The switching mechanic allows, and often forces, you to take on the most exciting parts of these new Heist missions. You’ll play a few minutes as one character, perhaps engaged in a firefight. Switch to another character with a sniper rifle on long-range overwatch. Switch to another character flying a helicopter for extraction. You get to play all of the most exciting aspects of the job.
No GTA game is complete without a multitude of side missions to get caught up in. While these don’t progress the story at all, they give you opportunities to make a little extra cash, develop your skills and immerse yourself in that world a little more. It’s also an opportunity to inject a little fun into the game without corrupting the story mode. The first side mission I took part in had me taking a bad trip and fending off invading aliens with a minigun. It was the first in a little series that each character got to take part in.
There are also the random missions that pop up as you’re driving by – similar to the Red Dead Redemption system – where you can recover someone’s stolen property or otherwise assist them. And then there are the phone call missions that will feel familiar to many GTA fans but those are certainly less frequent and less mundane than they often were in the previous game. You won’t be cajoled into awkward dates and taxi runs, even if you do leave all the notifications switched on in the menu. Of course, there’s always the option to steal a cab and run some fares, if you want to.

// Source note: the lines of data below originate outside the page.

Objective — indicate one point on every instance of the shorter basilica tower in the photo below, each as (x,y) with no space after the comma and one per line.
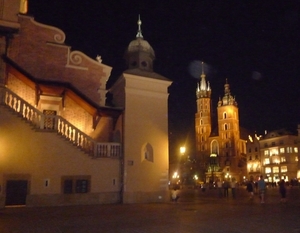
(203,119)
(220,150)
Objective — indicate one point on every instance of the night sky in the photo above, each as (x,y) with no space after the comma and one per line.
(255,45)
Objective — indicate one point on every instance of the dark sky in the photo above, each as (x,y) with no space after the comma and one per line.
(253,44)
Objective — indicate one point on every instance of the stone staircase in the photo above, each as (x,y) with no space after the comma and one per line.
(61,126)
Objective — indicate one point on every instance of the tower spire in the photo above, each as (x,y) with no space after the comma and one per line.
(139,32)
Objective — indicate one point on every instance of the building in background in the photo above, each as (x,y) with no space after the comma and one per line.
(254,167)
(279,153)
(60,143)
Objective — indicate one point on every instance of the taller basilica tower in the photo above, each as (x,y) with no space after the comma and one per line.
(221,152)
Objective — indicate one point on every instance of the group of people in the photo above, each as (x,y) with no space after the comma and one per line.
(261,186)
(225,187)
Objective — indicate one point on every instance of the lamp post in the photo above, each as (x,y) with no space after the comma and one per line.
(182,150)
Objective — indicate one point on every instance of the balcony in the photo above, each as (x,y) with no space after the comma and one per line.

And that’s the overwhelming feeling to take away from GTA V – there’s so much to do but that wealth of choice is often tempered by the feedback to previous games. There’s no wild deviation to the missions, which are still mostly a case of driving somewhere to pick someone or something up, driving to a location and then shooting everyone until the game tells you to drive away. That’s the formula though, nobody should be expecting that to change and the efforts to refine that, while mixing things up slightly with the Heists system show that the gameplay designers at Rockstar North are still looking for ways to improve on a formula that couldn’t be considered broken at all.
It’s not the most visually stunning game you’ll ever play, although it certainly has its moments. The frame rate in very busy areas, or at top speed on busy highways, seems to dip slightly below 30fps (PS3 version tested) and the lip syncing and facial animations look a tiny bit rough compared to some recent big budget releases but when you place that in the context of such a huge and busy game world, no noticeable in-game loading times and the sheer scale of opportunities on offer, it’s a remarkable and unprecedented achievement.
That’s really the point to GTA V. As with previous games in the series, the main story is worth playing but it’s your story that you’ll remember the best. Those open world moments of hilarity that everyone else who has lived some time in that world will identify with. Those moments in the hills, preparing for an impromptu sniping session when a Bobcat eats you. That time you were riding your motorcycle through the hills and a deer literally charged you. The time you jumped from a jet and parachuted into a weird location you’d never known existed. GTA is as much about your stories as it is about its own, and that’s its true genius.
GTA V doesn’t break new ground. It’s not going to change the world. It is, after all, the fifth numbered title in a well loved series and for the most part it is simply delivering more of what the developers must know the fans want to see. To expect otherwise is idiocy. But it is engaging, compelling, interesting, clever, funny and packed with things to do and see. It’s a personal story, or several personal stories, set in a magnificent world that ebbs and flows with thousands of people who all seem to be living their own personal stories. It’s a genuine landmark event in the history of videogames and it’s one that you definitely shouldn’t miss.